Randolph Community College is an ADA compliant institution. The College does not discriminate on the basis of disability in the admissions process or in access to its programs, services and/or activities for qualified individuals who meet essential eligibility requirements. The College will provide reasonable accommodations for documented disabilities of individuals who are eligible to receive or participate in college programs, services and/or activities. Student Services provides a disability counselor to assist students in requesting disability related accommodations. If a student believes that he/she cannot meet one or more of the essential functions without accommodations, the student is encouraged to disclose the disability to the disability counselor as soon as possible.
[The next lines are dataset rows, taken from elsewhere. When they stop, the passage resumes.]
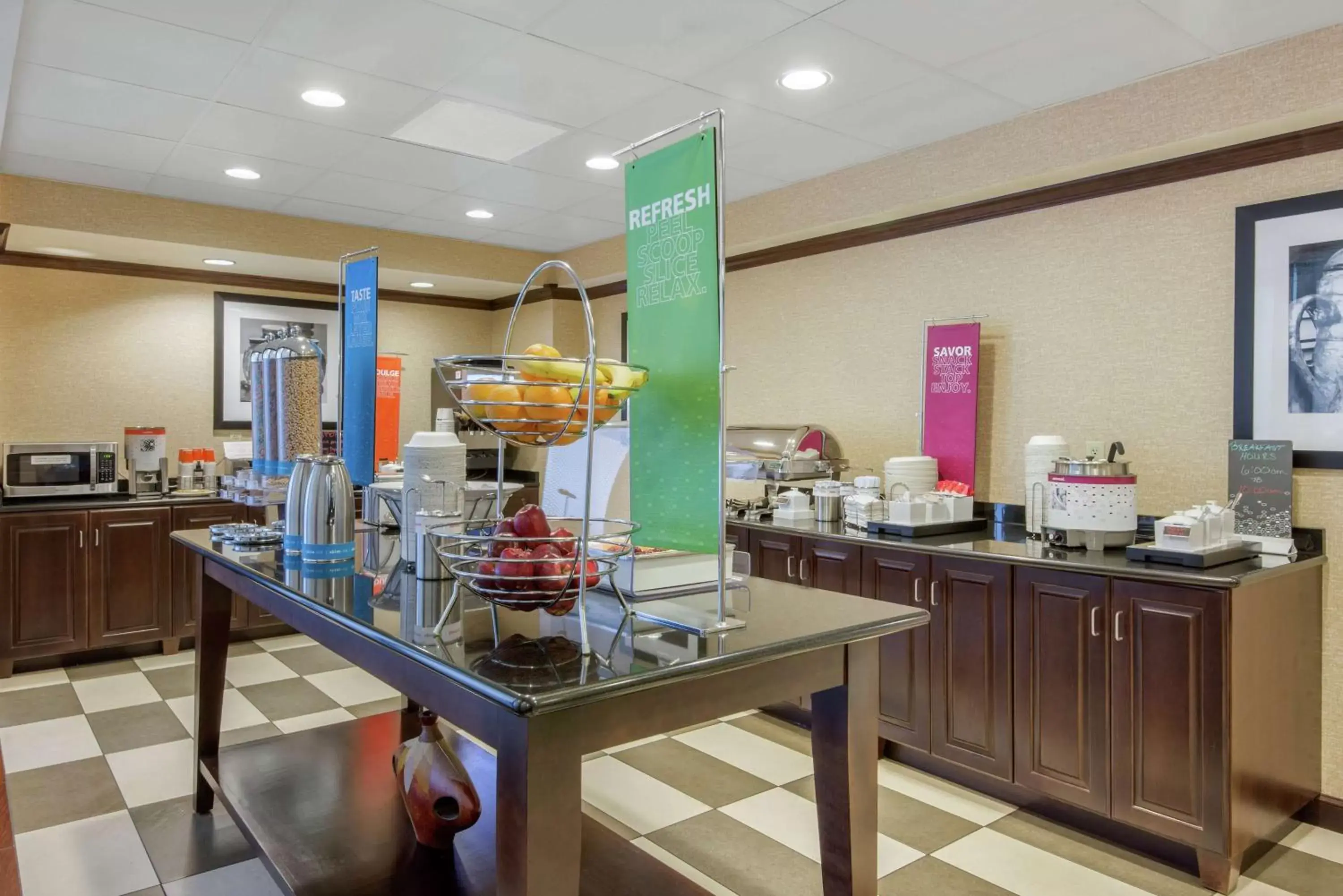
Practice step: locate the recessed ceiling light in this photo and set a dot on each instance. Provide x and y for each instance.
(64, 252)
(476, 131)
(805, 80)
(324, 98)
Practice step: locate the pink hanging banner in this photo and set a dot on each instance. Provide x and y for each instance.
(951, 399)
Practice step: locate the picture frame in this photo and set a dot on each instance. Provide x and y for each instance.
(244, 320)
(1288, 339)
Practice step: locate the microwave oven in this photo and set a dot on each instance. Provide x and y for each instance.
(60, 469)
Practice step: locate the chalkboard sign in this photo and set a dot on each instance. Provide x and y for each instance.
(1262, 472)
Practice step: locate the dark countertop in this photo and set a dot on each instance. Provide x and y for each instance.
(97, 503)
(1012, 545)
(538, 666)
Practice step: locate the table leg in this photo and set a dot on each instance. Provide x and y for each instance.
(214, 609)
(539, 809)
(844, 750)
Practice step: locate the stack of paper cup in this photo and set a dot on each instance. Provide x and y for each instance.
(1041, 453)
(916, 474)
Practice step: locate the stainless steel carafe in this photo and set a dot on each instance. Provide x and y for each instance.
(295, 506)
(328, 512)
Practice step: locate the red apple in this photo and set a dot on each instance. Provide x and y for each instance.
(531, 523)
(567, 549)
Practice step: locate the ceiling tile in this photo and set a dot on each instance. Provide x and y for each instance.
(804, 151)
(450, 229)
(84, 100)
(531, 241)
(515, 14)
(578, 231)
(269, 136)
(368, 192)
(237, 19)
(742, 183)
(453, 209)
(942, 34)
(410, 41)
(860, 69)
(421, 166)
(522, 187)
(199, 163)
(201, 191)
(270, 81)
(567, 156)
(671, 39)
(78, 143)
(677, 104)
(1232, 25)
(1115, 46)
(78, 172)
(112, 45)
(922, 112)
(607, 206)
(551, 82)
(303, 207)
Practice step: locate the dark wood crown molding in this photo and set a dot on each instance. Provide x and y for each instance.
(225, 278)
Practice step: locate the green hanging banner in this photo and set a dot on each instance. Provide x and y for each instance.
(672, 268)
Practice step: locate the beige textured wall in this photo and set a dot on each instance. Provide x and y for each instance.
(85, 355)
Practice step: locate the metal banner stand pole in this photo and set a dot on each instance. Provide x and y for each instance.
(723, 623)
(923, 363)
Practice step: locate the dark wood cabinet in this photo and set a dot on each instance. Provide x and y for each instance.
(1169, 713)
(970, 652)
(832, 566)
(1060, 643)
(129, 577)
(902, 577)
(775, 557)
(43, 585)
(184, 581)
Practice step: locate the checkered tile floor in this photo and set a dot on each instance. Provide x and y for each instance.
(98, 777)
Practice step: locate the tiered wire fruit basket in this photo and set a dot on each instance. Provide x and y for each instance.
(538, 399)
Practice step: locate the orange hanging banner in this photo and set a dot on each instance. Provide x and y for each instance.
(387, 414)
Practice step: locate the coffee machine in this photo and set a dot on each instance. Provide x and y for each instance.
(147, 461)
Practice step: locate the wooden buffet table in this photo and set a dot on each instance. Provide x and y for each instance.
(323, 811)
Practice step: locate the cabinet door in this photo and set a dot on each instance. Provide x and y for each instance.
(1168, 719)
(970, 645)
(832, 566)
(186, 563)
(129, 577)
(775, 557)
(1059, 674)
(43, 584)
(902, 577)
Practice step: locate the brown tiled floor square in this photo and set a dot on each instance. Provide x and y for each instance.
(60, 794)
(38, 704)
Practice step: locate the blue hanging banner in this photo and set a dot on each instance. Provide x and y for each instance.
(359, 384)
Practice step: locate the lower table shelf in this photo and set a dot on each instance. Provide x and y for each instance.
(323, 812)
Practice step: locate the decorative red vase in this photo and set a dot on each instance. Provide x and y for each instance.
(438, 794)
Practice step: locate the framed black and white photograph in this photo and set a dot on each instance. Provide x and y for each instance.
(245, 321)
(1290, 325)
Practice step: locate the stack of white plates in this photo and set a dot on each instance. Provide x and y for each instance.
(916, 474)
(1041, 453)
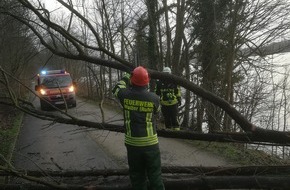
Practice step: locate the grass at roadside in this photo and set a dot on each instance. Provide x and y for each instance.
(238, 153)
(9, 130)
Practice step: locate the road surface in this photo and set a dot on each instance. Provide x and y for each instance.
(51, 146)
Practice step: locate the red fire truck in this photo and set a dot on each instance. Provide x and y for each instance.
(55, 87)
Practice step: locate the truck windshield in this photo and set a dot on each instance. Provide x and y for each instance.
(56, 81)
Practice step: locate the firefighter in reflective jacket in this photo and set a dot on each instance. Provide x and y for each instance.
(170, 99)
(139, 107)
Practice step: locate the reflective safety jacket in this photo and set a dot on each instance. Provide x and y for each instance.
(139, 108)
(169, 93)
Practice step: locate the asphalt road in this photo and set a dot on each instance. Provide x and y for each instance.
(50, 146)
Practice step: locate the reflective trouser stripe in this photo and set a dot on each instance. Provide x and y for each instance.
(141, 141)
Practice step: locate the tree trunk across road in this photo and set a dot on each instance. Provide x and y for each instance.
(52, 146)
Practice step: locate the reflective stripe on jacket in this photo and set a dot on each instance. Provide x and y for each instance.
(139, 108)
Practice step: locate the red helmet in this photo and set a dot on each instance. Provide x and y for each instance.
(140, 76)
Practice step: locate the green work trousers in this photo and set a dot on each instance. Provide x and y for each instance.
(145, 164)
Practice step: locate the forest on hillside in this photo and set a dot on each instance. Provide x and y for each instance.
(218, 52)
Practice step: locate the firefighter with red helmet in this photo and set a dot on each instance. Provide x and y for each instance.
(170, 99)
(139, 108)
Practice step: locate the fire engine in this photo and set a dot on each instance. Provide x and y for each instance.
(55, 87)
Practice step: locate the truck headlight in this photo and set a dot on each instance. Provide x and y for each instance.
(71, 89)
(42, 91)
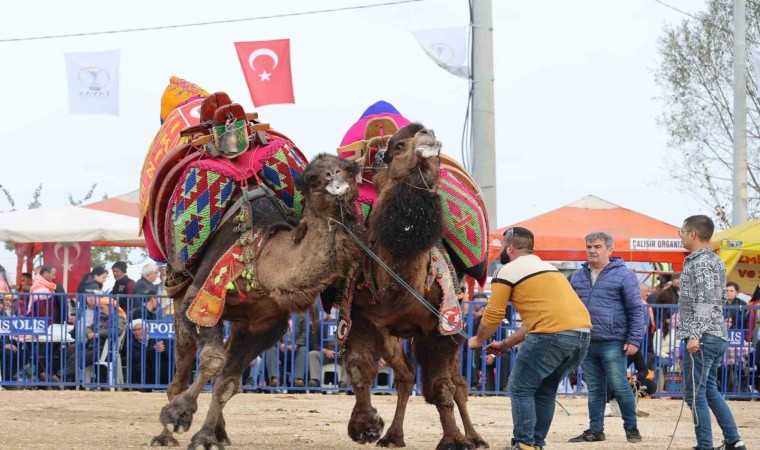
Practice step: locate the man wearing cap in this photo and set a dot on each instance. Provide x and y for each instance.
(611, 293)
(555, 333)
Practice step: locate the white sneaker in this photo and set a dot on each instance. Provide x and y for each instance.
(614, 408)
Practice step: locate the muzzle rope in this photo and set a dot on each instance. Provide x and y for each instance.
(694, 387)
(396, 277)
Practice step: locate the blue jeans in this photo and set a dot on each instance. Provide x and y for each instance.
(705, 379)
(540, 365)
(606, 364)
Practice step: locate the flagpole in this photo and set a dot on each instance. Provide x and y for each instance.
(482, 121)
(739, 213)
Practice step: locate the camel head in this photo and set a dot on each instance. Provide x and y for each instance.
(413, 155)
(329, 185)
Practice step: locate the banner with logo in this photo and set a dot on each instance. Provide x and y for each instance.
(71, 261)
(93, 79)
(447, 47)
(159, 329)
(266, 67)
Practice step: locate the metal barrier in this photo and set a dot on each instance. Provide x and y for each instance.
(96, 341)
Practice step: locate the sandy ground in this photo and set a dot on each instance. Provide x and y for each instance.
(121, 420)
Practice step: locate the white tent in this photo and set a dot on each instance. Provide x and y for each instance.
(69, 224)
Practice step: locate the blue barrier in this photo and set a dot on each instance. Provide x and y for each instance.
(99, 341)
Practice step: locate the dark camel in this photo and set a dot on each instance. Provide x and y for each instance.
(405, 223)
(294, 267)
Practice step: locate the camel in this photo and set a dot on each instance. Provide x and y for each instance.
(405, 223)
(294, 265)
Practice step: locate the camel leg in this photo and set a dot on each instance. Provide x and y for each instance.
(363, 350)
(177, 416)
(437, 356)
(460, 398)
(242, 347)
(184, 355)
(403, 374)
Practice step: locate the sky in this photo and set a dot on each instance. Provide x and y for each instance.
(575, 98)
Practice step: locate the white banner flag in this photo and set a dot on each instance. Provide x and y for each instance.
(93, 82)
(754, 54)
(447, 47)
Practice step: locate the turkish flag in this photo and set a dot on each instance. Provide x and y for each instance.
(266, 66)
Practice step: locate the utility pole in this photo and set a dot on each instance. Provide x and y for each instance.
(739, 214)
(482, 125)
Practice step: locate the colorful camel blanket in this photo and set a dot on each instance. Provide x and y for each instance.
(440, 271)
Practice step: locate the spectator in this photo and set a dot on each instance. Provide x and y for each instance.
(149, 361)
(110, 318)
(641, 385)
(42, 302)
(611, 293)
(149, 308)
(92, 282)
(735, 310)
(294, 341)
(147, 283)
(123, 286)
(26, 283)
(323, 352)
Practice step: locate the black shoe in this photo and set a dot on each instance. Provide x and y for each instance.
(633, 435)
(590, 436)
(738, 445)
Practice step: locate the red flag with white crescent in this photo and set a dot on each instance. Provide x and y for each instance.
(266, 66)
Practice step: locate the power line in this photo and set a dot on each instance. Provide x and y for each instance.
(216, 22)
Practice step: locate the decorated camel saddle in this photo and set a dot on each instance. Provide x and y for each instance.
(211, 162)
(464, 249)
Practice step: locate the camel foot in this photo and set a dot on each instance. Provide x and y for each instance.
(477, 441)
(365, 427)
(205, 440)
(177, 416)
(392, 440)
(221, 436)
(164, 439)
(458, 443)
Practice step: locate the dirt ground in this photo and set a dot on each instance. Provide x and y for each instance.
(128, 420)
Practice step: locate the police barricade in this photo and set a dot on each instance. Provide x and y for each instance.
(127, 342)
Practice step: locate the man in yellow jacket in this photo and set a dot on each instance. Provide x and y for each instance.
(556, 331)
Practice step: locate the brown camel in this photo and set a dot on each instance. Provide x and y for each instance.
(405, 223)
(293, 267)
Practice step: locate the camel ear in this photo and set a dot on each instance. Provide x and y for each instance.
(300, 232)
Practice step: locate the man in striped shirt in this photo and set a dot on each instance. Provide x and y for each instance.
(701, 326)
(555, 330)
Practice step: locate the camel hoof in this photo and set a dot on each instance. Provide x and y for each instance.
(455, 446)
(478, 442)
(164, 441)
(365, 427)
(205, 441)
(177, 416)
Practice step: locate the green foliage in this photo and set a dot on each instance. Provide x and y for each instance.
(695, 75)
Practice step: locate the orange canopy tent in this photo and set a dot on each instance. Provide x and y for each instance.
(126, 205)
(559, 233)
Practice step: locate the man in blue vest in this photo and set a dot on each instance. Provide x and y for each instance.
(612, 296)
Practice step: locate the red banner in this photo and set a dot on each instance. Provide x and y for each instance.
(77, 262)
(266, 66)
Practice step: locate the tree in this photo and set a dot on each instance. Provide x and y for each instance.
(696, 78)
(100, 256)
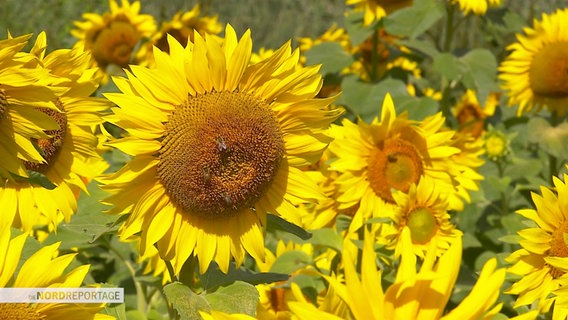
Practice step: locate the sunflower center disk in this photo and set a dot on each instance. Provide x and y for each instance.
(50, 147)
(19, 311)
(393, 164)
(115, 44)
(422, 225)
(220, 153)
(558, 246)
(549, 71)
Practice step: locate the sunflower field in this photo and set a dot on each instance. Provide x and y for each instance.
(341, 159)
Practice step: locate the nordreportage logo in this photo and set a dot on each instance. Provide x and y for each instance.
(61, 295)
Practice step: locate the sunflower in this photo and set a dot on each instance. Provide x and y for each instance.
(44, 269)
(376, 9)
(216, 144)
(424, 212)
(219, 315)
(471, 115)
(542, 262)
(497, 144)
(113, 37)
(478, 7)
(415, 295)
(69, 152)
(181, 27)
(535, 73)
(467, 161)
(22, 89)
(391, 154)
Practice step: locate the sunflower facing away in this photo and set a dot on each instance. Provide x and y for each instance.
(391, 154)
(542, 262)
(535, 74)
(112, 37)
(44, 269)
(70, 159)
(424, 212)
(413, 295)
(181, 27)
(22, 89)
(216, 144)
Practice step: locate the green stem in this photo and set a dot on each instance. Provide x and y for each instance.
(449, 27)
(374, 57)
(141, 303)
(552, 160)
(504, 200)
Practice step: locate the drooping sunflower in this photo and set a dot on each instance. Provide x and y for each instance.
(181, 27)
(415, 295)
(216, 144)
(424, 212)
(535, 74)
(69, 152)
(471, 115)
(376, 9)
(44, 269)
(391, 154)
(542, 262)
(478, 7)
(22, 89)
(113, 36)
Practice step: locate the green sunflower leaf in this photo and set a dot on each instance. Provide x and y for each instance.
(185, 301)
(330, 55)
(291, 261)
(238, 297)
(365, 99)
(276, 223)
(215, 278)
(415, 20)
(328, 238)
(480, 72)
(40, 180)
(355, 29)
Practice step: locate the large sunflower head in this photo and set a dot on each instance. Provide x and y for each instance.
(390, 154)
(542, 262)
(535, 74)
(216, 144)
(24, 89)
(113, 36)
(69, 157)
(182, 27)
(44, 269)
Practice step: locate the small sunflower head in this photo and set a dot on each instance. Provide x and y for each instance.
(549, 71)
(19, 311)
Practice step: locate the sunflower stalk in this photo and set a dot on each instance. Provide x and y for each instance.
(141, 300)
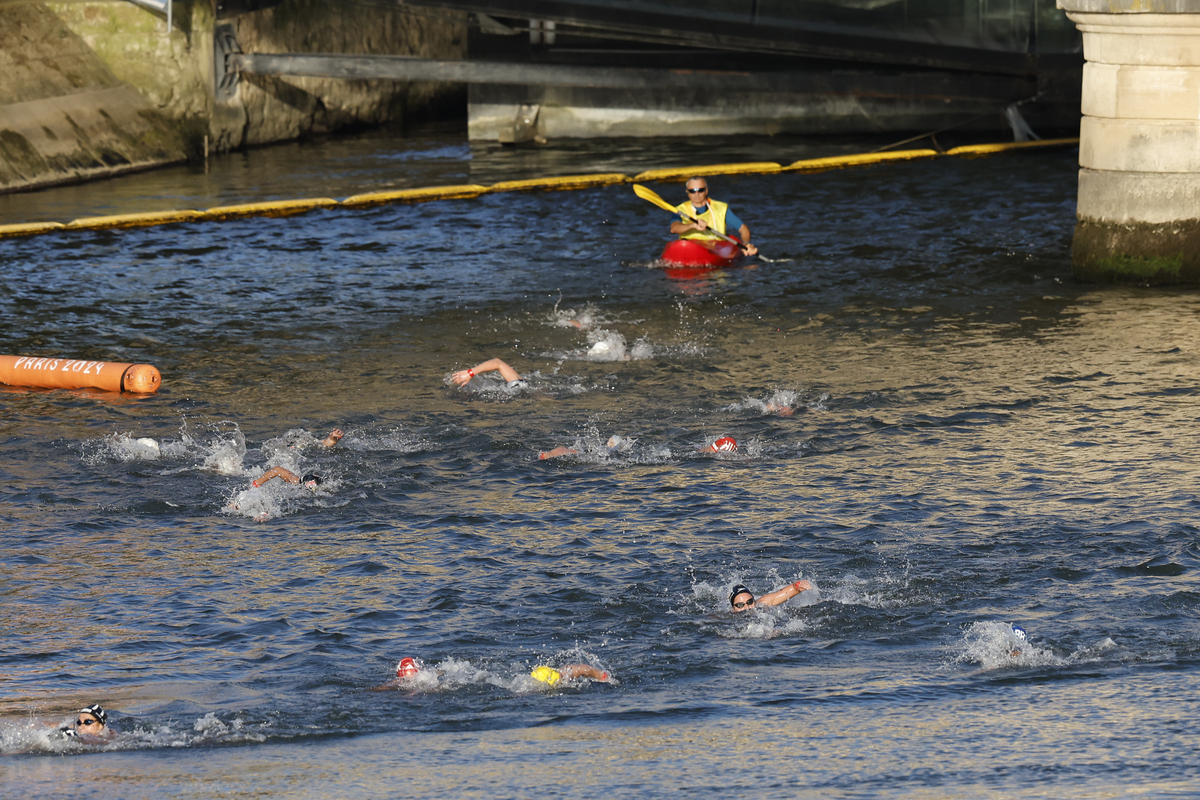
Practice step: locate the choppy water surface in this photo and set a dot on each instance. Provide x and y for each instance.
(977, 441)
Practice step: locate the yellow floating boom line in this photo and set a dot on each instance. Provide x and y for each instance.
(466, 191)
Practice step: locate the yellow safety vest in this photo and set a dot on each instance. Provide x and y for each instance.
(714, 216)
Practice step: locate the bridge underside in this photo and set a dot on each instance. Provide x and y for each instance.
(546, 68)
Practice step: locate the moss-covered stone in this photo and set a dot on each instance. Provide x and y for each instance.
(1138, 253)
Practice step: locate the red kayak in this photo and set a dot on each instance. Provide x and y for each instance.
(687, 252)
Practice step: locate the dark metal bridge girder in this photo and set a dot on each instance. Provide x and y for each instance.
(861, 46)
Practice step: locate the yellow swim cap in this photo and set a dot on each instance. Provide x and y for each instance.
(547, 675)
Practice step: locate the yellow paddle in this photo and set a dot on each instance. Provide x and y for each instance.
(649, 194)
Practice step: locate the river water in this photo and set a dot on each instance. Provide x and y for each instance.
(977, 440)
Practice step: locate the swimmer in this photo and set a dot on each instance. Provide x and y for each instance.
(552, 677)
(781, 409)
(556, 452)
(1019, 632)
(508, 373)
(612, 445)
(310, 481)
(90, 726)
(742, 599)
(406, 673)
(725, 444)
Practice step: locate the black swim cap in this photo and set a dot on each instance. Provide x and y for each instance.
(96, 711)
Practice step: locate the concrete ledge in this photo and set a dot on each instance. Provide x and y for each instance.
(1141, 92)
(558, 184)
(834, 162)
(1137, 253)
(1007, 146)
(269, 209)
(415, 194)
(29, 229)
(1139, 145)
(87, 134)
(1146, 40)
(1111, 198)
(683, 173)
(132, 220)
(1132, 6)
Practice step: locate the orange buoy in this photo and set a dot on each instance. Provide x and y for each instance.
(78, 373)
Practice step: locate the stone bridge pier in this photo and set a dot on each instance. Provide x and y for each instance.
(1139, 154)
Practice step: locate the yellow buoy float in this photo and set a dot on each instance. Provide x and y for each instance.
(78, 373)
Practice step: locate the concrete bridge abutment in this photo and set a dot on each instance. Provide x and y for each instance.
(1139, 155)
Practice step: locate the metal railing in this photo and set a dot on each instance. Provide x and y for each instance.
(162, 6)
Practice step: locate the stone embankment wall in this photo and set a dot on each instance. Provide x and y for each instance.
(94, 88)
(64, 115)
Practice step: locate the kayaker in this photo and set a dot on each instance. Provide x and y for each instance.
(712, 215)
(508, 373)
(742, 599)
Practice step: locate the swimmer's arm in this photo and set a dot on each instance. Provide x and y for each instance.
(276, 471)
(583, 671)
(785, 594)
(558, 451)
(463, 376)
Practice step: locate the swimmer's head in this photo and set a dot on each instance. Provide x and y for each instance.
(741, 599)
(547, 675)
(91, 719)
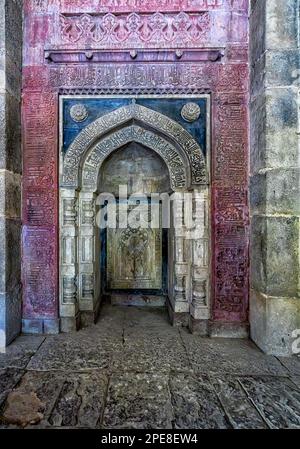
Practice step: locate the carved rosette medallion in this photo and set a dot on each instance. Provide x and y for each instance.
(191, 112)
(79, 113)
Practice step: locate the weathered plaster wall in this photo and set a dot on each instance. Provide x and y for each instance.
(10, 169)
(275, 181)
(62, 55)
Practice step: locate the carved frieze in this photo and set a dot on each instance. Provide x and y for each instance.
(188, 147)
(135, 30)
(79, 112)
(191, 112)
(69, 290)
(173, 159)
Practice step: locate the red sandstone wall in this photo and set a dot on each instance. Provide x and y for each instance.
(57, 35)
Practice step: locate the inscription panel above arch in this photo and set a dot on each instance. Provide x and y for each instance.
(171, 131)
(177, 163)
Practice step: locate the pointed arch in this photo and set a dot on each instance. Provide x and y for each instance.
(184, 146)
(177, 164)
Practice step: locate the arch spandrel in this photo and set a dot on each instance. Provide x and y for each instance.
(184, 144)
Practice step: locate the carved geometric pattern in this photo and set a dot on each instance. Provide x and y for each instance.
(78, 113)
(135, 30)
(175, 161)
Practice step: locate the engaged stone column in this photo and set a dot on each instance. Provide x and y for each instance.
(275, 182)
(69, 280)
(10, 169)
(200, 310)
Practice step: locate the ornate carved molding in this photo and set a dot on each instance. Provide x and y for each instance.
(177, 163)
(182, 142)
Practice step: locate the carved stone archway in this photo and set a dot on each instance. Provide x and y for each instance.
(80, 283)
(183, 143)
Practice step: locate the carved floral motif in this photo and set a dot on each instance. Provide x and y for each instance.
(78, 112)
(191, 112)
(135, 29)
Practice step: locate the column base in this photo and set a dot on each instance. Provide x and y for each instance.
(274, 323)
(41, 326)
(70, 324)
(219, 329)
(177, 318)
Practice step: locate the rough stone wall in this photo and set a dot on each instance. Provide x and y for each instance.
(10, 169)
(67, 51)
(275, 182)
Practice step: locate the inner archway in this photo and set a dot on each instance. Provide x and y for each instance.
(147, 153)
(143, 278)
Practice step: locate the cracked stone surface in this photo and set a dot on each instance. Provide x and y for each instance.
(132, 370)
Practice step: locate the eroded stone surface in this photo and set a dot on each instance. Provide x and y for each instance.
(19, 353)
(239, 410)
(81, 401)
(138, 401)
(23, 409)
(292, 364)
(195, 403)
(8, 380)
(229, 356)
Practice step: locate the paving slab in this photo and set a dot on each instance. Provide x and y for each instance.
(241, 413)
(277, 399)
(195, 403)
(229, 356)
(69, 354)
(138, 401)
(292, 364)
(81, 401)
(152, 354)
(9, 378)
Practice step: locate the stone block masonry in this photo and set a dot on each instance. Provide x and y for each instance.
(275, 175)
(10, 169)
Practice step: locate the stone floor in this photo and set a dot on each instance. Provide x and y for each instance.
(133, 370)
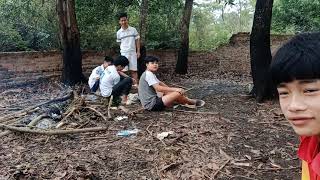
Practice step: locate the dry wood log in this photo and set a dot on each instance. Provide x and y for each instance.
(4, 133)
(221, 167)
(197, 112)
(96, 111)
(26, 110)
(52, 132)
(36, 120)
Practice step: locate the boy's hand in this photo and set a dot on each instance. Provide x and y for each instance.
(180, 90)
(134, 81)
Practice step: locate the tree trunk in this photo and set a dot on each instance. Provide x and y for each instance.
(182, 63)
(260, 52)
(143, 21)
(70, 40)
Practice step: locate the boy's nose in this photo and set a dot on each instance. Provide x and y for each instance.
(297, 104)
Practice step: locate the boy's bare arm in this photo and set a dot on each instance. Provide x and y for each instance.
(138, 47)
(125, 75)
(163, 84)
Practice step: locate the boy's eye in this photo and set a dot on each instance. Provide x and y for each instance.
(283, 93)
(311, 90)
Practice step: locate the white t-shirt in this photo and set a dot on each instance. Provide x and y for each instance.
(127, 39)
(96, 72)
(147, 94)
(151, 78)
(110, 78)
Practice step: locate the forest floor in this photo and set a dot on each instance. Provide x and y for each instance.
(231, 137)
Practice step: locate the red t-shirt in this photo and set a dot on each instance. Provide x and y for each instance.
(309, 151)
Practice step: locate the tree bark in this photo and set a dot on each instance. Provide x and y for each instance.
(260, 52)
(70, 40)
(182, 63)
(143, 21)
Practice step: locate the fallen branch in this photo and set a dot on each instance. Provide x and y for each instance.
(197, 112)
(171, 166)
(137, 111)
(99, 113)
(36, 120)
(26, 110)
(52, 132)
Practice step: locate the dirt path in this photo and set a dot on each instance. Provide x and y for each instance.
(239, 139)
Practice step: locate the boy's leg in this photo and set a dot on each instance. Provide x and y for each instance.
(133, 66)
(170, 98)
(95, 86)
(122, 88)
(134, 75)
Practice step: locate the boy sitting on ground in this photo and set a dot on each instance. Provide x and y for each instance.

Students must certify the ability to meet essential functions of the curriculum by a signed statement when they begin the program.


Randolph Community College’s Computer-Integrated Machining program has been designated a Haas Technical Education Center by Haas Automation. Randolph Community College is one of about 1,100 schools nationwide to be awarded this designation. To qualify, a school must meet quality standards established by Haas and the HTEC Council. Haas Automation is the largest Computer Numerical Control (CNC) machine tool builder in the world. This allows our students the opportunity to learn the latest CNC programming applications on Haas machines. This is the same type of programming and equipment students will be exposed to when they go to work in the machining industry.


Randolph Community College's Computer-Integrated Machining program is accredited by the National Institute for Metalworking Skills.